On Fri, Aug 12, 2016 at 10:54:42AM +1000, Dave Chinner wrote:
> I'm now going to test Christoph's theory that this is an "overwrite
> doing lots of block mapping" issue. More on that to follow.

Ok, so going back to the profiles, I can say it's not an overwrite
issue, because there is delayed allocation showing up in the
profile. Lots of it. Which lead me to think "maybe the benchmark is
just completely *dumb*".

And, as usual, that's the answer.
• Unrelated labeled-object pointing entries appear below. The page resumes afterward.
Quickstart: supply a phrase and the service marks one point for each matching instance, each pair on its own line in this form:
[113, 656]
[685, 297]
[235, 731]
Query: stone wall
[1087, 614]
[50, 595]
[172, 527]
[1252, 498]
Here's the reproducer:

# sudo mkfs.xfs -f -m crc=0 /dev/pmem1
# sudo mount -o noatime /dev/pmem1 /mnt/scratch
# sudo xfs_io -f -c "pwrite 0 512m -b 1" /mnt/scratch/fooey

And here's the profile:

   4.50%  [kernel]  [k] xfs_bmapi_read
   3.64%  [kernel]  [k] __block_commit_write.isra.30
   3.55%  [kernel]  [k] __radix_tree_lookup
   3.46%  [kernel]  [k] up_write
   3.43%  [kernel]  [k] ___might_sleep
   3.09%  [kernel]  [k] entry_SYSCALL_64_fastpath
   3.01%  [kernel]  [k] xfs_iext_bno_to_ext
   3.01%  [kernel]  [k] find_get_entry
   2.98%  [kernel]  [k] down_write
   2.71%  [kernel]  [k] mark_buffer_dirty
   2.52%  [kernel]  [k] __mark_inode_dirty
   2.38%  [kernel]  [k] unlock_page
   2.14%  [kernel]  [k] xfs_break_layouts
   2.07%  [kernel]  [k] xfs_bmapi_update_map
   2.06%  [kernel]  [k] xfs_bmap_search_extents
   2.04%  [kernel]  [k] xfs_iomap_write_delay
   2.00%  [kernel]  [k] generic_write_checks
   1.96%  [kernel]  [k] xfs_bmap_search_multi_extents
   1.90%  [kernel]  [k] __xfs_bmbt_get_all
   1.89%  [kernel]  [k] balance_dirty_pages_ratelimited
   1.82%  [kernel]  [k] wait_for_stable_page
   1.76%  [kernel]  [k] xfs_file_write_iter
   1.68%  [kernel]  [k] xfs_iomap_eof_want_preallocate
   1.68%  [kernel]  [k] xfs_bmapi_delay
   1.67%  [kernel]  [k] iomap_write_actor
   1.60%  [kernel]  [k] xfs_file_buffered_aio_write
   1.56%  [kernel]  [k] __might_sleep
   1.48%  [kernel]  [k] do_raw_spin_lock
   1.44%  [kernel]  [k] generic_write_end
   1.41%  [kernel]  [k] pagecache_get_page
   1.38%  [kernel]  [k] xfs_bmapi_trim_map
   1.21%  [kernel]  [k] __block_write_begin_int
   1.17%  [kernel]  [k] vfs_write
   1.17%  [kernel]  [k] xfs_file_iomap_begin
   1.17%  [kernel]  [k] xfs_bmbt_get_startoff
   1.14%  [kernel]  [k] iomap_apply
   1.08%  [kernel]  [k] xfs_iunlock
   1.08%  [kernel]  [k] iov_iter_copy_from_user_atomic
   0.97%  [kernel]  [k] xfs_file_aio_write_checks
   0.96%  [kernel]  [k] xfs_ilock
.....

Yeah, I'm doing a sequential write in *1 byte pwrite() calls*.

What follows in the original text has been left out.